In some cases, the primary sources are usually uncertain [6]. With the dummy head and proposed structure in the nominal position, four different primary disturbance configurations were investigated, as shown in Table 2. As a benchmark for the optimal possible performance with this setup, the signals obtained from the target microphones at the ears of the dummy head were applied as error signals for direct control. The secondary paths, additional filters, and observation filters that need to be pre-modeled were measured for the first disturbance configuration only and applied generically to all other configurations.
Figure 8 illustrates the amplitude spectrum with and without cancellation at the left ear in the case of various algorithms and different disturbance configurations. According to the results shown in Table 2 and Figure 8, the maximum attenuation performance for all the configurations was achieved when the target microphones were directly controlled. It was hardly affected by any changes to the primary source. The performance of the RMM was mainly influenced by varying the positions of the primary source. In contrast, the efficiency of AFM was more susceptible to varying disturbance signal characteristics and less sensitive to changes in the primary source positions. As the quantity of the primary source increased, the performance of the AFM and RMM fell between the attenuation for configurations 1 and 3 while the AFM produced a better performance. Compared to the AFM and RMM, the VMM was less affected by changes in primary sources. This was attributed to the fact that, when the configuration of the primary noise was switched, the pre-trained additional observation filters was inappropriate and the effectiveness of the AFM/RMM deteriorated drastically, as a result [19]. The VMM eliminates the requirement for these additional transfer functions but, therefore, had the worst performance in the nominal condition (configuration 1).
Based on all the above experiments with the proposed adjustable headrest structure applied, when the primary source was stable, it was confirmed that the AFM and RMM had similar performance, and they outperformed the VMM. When the primary source changed and it was not feasible to re-measure any transfer function in some cases, the effectiveness of the AFM and RMM decreased while the VMM provided the most stable performance as a trade-off. Therefore, it was important to choose the appropriate VS methods based on the details of the application instead of just the nominal performance.
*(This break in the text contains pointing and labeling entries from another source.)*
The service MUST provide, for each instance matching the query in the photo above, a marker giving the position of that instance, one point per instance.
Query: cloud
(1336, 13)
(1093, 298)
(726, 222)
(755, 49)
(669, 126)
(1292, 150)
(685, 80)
5.4. Experiment 4: Varying Test Listeners

In previous experiments, the effectiveness of the proposed active headrest system was validated using a dummy head. To further investigate the robustness of the proposed system against varying users, 10 volunteers of various statures were invited to assess the attenuation performance.
The second disturbance configuration in Section 5.3 was used to set up the primary source. To evaluate the performance of the noise reduction, microphones were attached to the ears. After the participant was seated, the proposed headrest structure was realigned so that the distances from the secondary loudspeakers to the physical monitoring microphones and ears were approximately consistent with when the dummy head was employed. The fixed headrest structure and movable microphone structure with the same setup as illustrated in Section 5.2 were also added for comparison. The required transfer functions that were derived from those measured with the dummy head were not re-estimated. Figure 9 demonstrates the attenuation of the total SPL at the left and right ears of all participants before and after the control with the VMM.
As shown in Figure 9, the noise reduction results using fixed and movable microphone structures were all below 15 dB and the latter was generally better than the former. In several cases of fixed structure, the attenuation was less than 6 dB. When applying the proposed structure, the noise reduction performance achieved for all participants was at the same level and the disturbance was nearly attenuated to the background noise level. In addition, the secondary paths and other plant responses changed slightly when the support frames were repeatedly adjusted. However, the results indicate that the maximum difference in performance was less than 4 dB attenuation. Consequently, it could be concluded that the proposed active headrest system is robust and applicable for users with varying statures.

6. Conclusions

In this paper, a multichannel feedback active headrest system combined with the VMM and a manually adjustable headrest structure for users was presented. The VMM transfers the noise reduction target from the physical monitoring microphone to the ear and avoids placing the microphone at the target during the control stage. The proposed headrest structure was developed to allow the secondary loudspeakers and the corresponding error microphone to be flexibly moved as a single unit by the users. This arrangement ensured that the relative position between each unit and the ear was constant, and thus maintained the stability of the secondary paths and other related plant responses. A series of experiments were conducted to validate the noise attenuation performance of the proposed system. The results confirm the necessity and superiority of the proposed headrest structure compared to the conventional fixed structure and the movable microphone structure. With the proposed adjustable structure utilized, the AFM and RMM achieved the same noise reduction performance level, and they outperformed the VMM when the primary source was stable. When encountering the varying primary source (including the characteristics, position, and quantity) and the practical issue where it was not feasible to re-measure any transfer function, the effectiveness of the AFM and RMM decreased while the performance of the VMM remained stable as a trade-off. This was because, when applying the AFM and RMM, the additional filters and observation filters that need to be trained in advance were dependent on the primary source. Hence, it is necessary to select an appropriate VS method according to the details of the application. Moreover, the comparative results of the trials involving 10 volunteers of different statures validated that the proposed active headrest system is robust and applicable to users of varying statures. This research will contribute to the design of active headrest for people working around engines, where primary sources are dominantly multi-sinusoidal and continuously changing.
In this study, all disturbance signals were considered for narrowband noise only. In the future, the attenuation performance of the proposed system against broadband interference will be explored.

Author Contributions

Conceptualization, Z.Z. and M.W.; methodology, Z.Z.; software, Z.Z.; validation, M.W., C.G., L.Y., and J.Y.; formal analysis, Z.Z.; investigation, M.W.; resources, J.Y.; data curation, Z.Z., C.G., and L.Y.; writing—original draft preparation, Z.Z. and M.W.; writing—review and editing, Z.Z., M.W., C.G., L.Y., and J.Y.; visualization, Z.Z.; supervision, J.Y.; project administration, M.W. and J.Y.; funding acquisition, M.W. and J.Y. All authors have read and agreed to the published version of the manuscript.

Funding

This research was funded by National Natural Science Foundation of China (grant No. 11804365).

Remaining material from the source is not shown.